As before, normalize x so that \max_i x_i - \min_i x_i = 1, pick a threshold t uniformly at random in this interval, and define S = \{ i: x(i) \geq t\}. We already argued that

{\mathbb E} [ edges (S,V-S) ] = \frac 12 \sum_{ij} A(i,j) | x(i)-x(j)|

and it remains to show that

{\mathbb E} [\min \{ |S| , \ |V-S| \} ] = \sum_i |x_i| .

This is just a matter of writing things down. If we name the vertices so that x(1)\leq x(2) \leq \cdots x(n), and we use that for a non-negative integral random variable N we have {\mathbb E} [N] = \sum_k {\mathbb P} [N\geq k], then we just have to observe that

{\mathbb P} [\min \{ |S| , \ |V-S| \}  \geq k] = | x(n-k) - x(k)|= |x(n-k)| + |x(k)|.

Now that we have (4) and (5), if someone gives us an x \in {\mathbb R}^n such that

(6) \ \ \ \frac { \sum_{i,j} A(i,j) \cdot | x(i) - x(j)|^2 }{ \frac 1n \sum_{ij} |x(i)-x(j)|^2} = \epsilon

our first thought would be to plug x into the right-hand side of (4) and (5) and hope for the best. Unfortunately, I suspect that such hope would be unwarranted. We can see, however, that

\sum_{i,j} A(i,j) \cdot | x(i) - x(j)|
\leq \sqrt{\sum_{i,j} A(i,j) \cdot | x(i) - x(j)|^2 } \cdot \sqrt{\sum_{i,j} A(i,j)}
= \sqrt{nd \cdot \sum_{i,j} A(i,j) \cdot | x(i) - x(j)|^2}

and

\sum_{ij} |x(i) - x(j)| \geq \frac 1 {\max_{ij} |x(i)-x(j)|} \cdot \sum_{ij} |x(i) - x(j)|^2

so, if (6) holds, we have

\frac{\sum_{ij} A(i,j) |x(i) - x(j)|}{\frac 1n \sum_{ij} |x(i)-x(j)|} \leq \sqrt{\epsilon d} \cdot \frac{\max_{ij} |x(i)-x(j)|}{\sqrt{ \frac 1 {n^2} \sum_{ij} |x(i)-x(j)|}}

and, at least in the special case in which \sum_{ij} |x(i)-x(j)| = \Omega(n^2 \cdot \max_{ij}|x(i)-x(j)|), this gives us a cut of expansion O(\sqrt{\epsilon d}). I don’t think, however, that just using x would work in the general case.

(Note that this special case in which the very simple rounding works is also the case in which the simple rounding gives, on average, a nearly balanced partition. Interestingly, both the Leighton-Rao and the Arora-Rao-Vazirani analyses reduce the general case to a case in which the respective rounding algorithms produce nearly balanced partitions.)

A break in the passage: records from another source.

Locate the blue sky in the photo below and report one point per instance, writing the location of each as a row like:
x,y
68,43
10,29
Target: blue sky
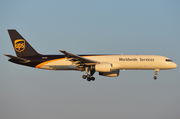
x,y
90,27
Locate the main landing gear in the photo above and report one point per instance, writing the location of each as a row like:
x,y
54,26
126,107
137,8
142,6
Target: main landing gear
x,y
155,76
89,77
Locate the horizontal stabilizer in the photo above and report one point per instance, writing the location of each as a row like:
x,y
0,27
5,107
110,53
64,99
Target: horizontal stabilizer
x,y
22,60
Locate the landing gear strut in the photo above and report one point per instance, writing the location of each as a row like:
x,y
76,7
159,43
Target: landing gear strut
x,y
89,77
156,70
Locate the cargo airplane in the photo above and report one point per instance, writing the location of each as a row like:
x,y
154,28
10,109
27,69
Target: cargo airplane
x,y
106,65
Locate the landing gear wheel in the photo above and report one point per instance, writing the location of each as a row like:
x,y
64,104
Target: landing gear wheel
x,y
155,77
88,79
92,78
84,76
88,76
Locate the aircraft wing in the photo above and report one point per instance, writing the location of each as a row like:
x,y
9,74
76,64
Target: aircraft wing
x,y
78,60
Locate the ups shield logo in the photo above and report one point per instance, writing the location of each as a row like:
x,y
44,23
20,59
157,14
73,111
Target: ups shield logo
x,y
19,45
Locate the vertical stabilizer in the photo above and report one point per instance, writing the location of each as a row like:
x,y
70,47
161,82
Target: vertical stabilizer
x,y
21,46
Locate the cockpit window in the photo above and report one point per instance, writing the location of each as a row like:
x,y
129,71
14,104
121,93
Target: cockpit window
x,y
169,60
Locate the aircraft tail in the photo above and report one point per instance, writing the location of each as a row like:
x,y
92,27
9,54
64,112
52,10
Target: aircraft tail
x,y
21,46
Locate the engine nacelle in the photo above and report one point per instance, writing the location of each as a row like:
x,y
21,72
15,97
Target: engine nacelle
x,y
110,74
104,67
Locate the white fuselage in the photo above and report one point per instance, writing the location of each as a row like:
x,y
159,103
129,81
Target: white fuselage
x,y
118,62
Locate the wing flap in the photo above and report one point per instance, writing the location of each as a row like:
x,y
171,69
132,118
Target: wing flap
x,y
78,60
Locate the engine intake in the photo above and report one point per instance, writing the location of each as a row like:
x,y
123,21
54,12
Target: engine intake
x,y
110,74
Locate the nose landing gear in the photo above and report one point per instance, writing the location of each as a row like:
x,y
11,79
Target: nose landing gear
x,y
156,70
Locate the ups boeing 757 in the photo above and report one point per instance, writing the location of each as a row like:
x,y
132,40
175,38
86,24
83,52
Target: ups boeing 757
x,y
106,65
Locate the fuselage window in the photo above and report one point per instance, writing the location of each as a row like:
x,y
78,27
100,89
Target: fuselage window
x,y
169,60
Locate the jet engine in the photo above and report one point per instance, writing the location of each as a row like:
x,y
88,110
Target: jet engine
x,y
110,74
104,67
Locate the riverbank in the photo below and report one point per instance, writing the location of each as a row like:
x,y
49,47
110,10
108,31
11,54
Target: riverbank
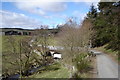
x,y
112,54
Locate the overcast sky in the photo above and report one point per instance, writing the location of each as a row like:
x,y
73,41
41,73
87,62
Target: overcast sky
x,y
30,15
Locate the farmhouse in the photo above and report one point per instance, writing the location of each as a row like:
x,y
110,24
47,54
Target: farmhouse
x,y
54,54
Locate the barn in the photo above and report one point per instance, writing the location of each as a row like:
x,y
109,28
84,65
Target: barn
x,y
54,54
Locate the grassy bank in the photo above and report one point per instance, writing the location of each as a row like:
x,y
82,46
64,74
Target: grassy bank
x,y
53,71
110,52
10,53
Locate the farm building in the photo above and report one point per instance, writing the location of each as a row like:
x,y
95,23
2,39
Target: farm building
x,y
54,54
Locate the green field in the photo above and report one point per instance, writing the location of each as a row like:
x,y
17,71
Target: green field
x,y
10,53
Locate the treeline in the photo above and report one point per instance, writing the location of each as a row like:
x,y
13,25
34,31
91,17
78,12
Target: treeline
x,y
105,20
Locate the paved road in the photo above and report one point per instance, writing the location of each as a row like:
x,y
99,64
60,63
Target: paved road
x,y
106,67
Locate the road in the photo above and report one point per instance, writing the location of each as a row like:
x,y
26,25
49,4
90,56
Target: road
x,y
106,67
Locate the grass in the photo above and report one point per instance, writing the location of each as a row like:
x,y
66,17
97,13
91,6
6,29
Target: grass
x,y
8,57
113,54
53,71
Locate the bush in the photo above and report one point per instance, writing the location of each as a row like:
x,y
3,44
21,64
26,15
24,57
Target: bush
x,y
81,62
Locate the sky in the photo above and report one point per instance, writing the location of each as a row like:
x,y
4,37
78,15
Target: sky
x,y
32,14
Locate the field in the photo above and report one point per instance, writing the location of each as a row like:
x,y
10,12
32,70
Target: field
x,y
52,71
10,54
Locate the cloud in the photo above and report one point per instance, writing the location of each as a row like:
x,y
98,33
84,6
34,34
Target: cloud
x,y
41,8
11,19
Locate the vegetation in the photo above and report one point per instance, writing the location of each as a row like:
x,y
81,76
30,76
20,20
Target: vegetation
x,y
105,23
55,70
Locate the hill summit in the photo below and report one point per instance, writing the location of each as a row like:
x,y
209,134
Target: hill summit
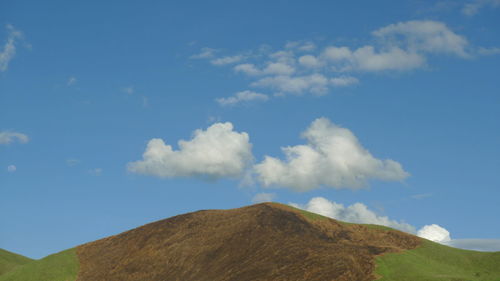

The next try would be to find a y such that |y(i)-y(j)| is an approximation to |x(i)-x(j)|^2, and |x(i)|^2 is an approximation to |y(i)|. My first guess was to choose y(i) := |x(i)|\cdot x(i), and this works!

Let us see what the right-hand sides of (4) and (5) look like for such a solution y. First, we may assume without loss of generality that we are given an x such that the median of x is zero. (Otherwise we can subtract the median from every entry without changing (6).) This means that we have a solution y that is feasible for both (4) and (5).

In order to study the numerator of (6), we need to find a way to relate |x(i)-x(j)| to |y(i)-y(j)|. A couple of attempts give

|y(i) - y(j)| \leq |x(i)-x(j)| \cdot ( |x(i)| + |x(j)|)

and it’s clear that the next step has to be Cauchy-Schwarz

\quad \sum_{ij} A(i,j) \cdot |y(i) - y(j)|
\leq \sqrt{ \sum_{ij} A(i,j) |x(i)-x(j)|^2} \cdot \sqrt{ \sum_{ij} A(i,j) ( |x(i)| + |x(j)|)^2}

So we have related the numerator of (6) to the numerators of (4) and (5), up to the extra term that is easy to bound (recall the graph is d-regular) as

\ \ \sum_{ij} A(i,j) ( |x(i)| + |x(j)|)^2
\leq \sum_{ij} A(i,j) ( 2\cdot |x(i)| + 2\cdot |x(j)|)
= 4 d \sum_i |x(i)|^2
= 4d \sum_i |y(i)|

Now we use (6) to get

\ \ \ \sum_{ij} A(i,j) |x(i)-x(j)|^2
\leq \epsilon \frac 1n \sum_{i,j} |x(i)-x(j)|^2
= 2 \epsilon \sum_i x_i^2 - 2 \epsilon \left( \sum_i x(i) \right)^2
\leq 2\epsilon \sum_i |y(i)|

and, combining everything,

\frac{\sum_{ij} A(i,j) |y(i)-y(j)|} {2\sum_i |y(i)|} \leq \sqrt{2d\epsilon}.

Although it is unnecessary to complete the proof, we can also see that, because the median of y is zero, we have

\sum_{i,j} |y(i)-y(j)| \geq n \sum_i |y(i)|

and so

\frac{\sum_{ij} A(i,j) |y(i)-y(j)|} {\frac 1n \sum_{ij} |y(i)-y(j)|} \leq 2\cdot \sqrt{2d\epsilon}.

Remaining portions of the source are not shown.